Survey indicates Western Arctic caribou numbers down

Posted: Sunday, July 23, 2000

FAIRBANKS (AP) -- The latest aerial survey indicates the Western Arctic caribou herd, the state's largest, is now estimated at 430,000 animals.

That would be down by about 30,000 from the last survey done in 1996.

But biologists with the Alaska Department of Fish and Game say it's not clear if the herd has declined or if it was under-counted due to cloudy conditions during the aerial survey.

''In a way, it's a moot point. The herd is very, very large.'' said John Coady, Alaska Department of Fish and Game western regional supervisor for the Division of Wildlife Conservation. ''And it's not crashing.''

The 1999 estimate, released last week, suggests the herd declined by about 30,000 animals since the last survey in 1996. Biologists say such a decline, if indeed true, is healthy for the herd.

The caribou roam an area slightly smaller than the state of Montana -- 140,000 square miles stretching from the Arctic Ocean to the lower Yukon River to the trans-Alaska pipeline. The herd has remained stable at more than 400,000 for more than 10 years.

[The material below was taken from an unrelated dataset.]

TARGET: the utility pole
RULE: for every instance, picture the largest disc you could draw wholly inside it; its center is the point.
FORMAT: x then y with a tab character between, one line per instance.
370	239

''The herd is probably at or near all-time historic highs,'' Coady told the Fairbanks Daily News-Miner. ''Decline is inevitable. And a gradual decline is socially and biologically preferable to a drastic decline or crash.''

The agency has surveyed the herd 11 times since 1970 with a large-format camera attached to the belly of a plane. Normally the plane flies low over the herd, but last year the caribou clustered close to the Arctic Ocean, and fog prompted biologists to fly higher on rare clear days to capture more of the herd at one pass.

The trade-off was smaller images, making caribou calves harder to separate from cows.

''Whether in fact the herd really has declined, or whether this just reflects our inability to see animals on the photographs, we don't really know,'' Coady said. Fish and Game took 500 photos during the nearly 100 hours they spent flying over the herd.

Plus the herd is so big biologists may have missed portions, Coady said. ''Because it covers such a very, very large area, there may be 5,000 or 10,000 animals in this valley or that valley that we never saw.''

The western Arctic herd crashed in the mid-1970s, dropping from 240,000 animals to 75,000. Some combination of mild winters, improved range quality and lighter predation have fostered the growth, though biologists are not sure exactly why the herd has grown.

Some 50 villages are within the herd's migration route, making the caribou a staple in the diet of most Northwest Alaska villagers. Fish and Game estimates hunters from those villages harvest about 23,000 animals from the herd each year.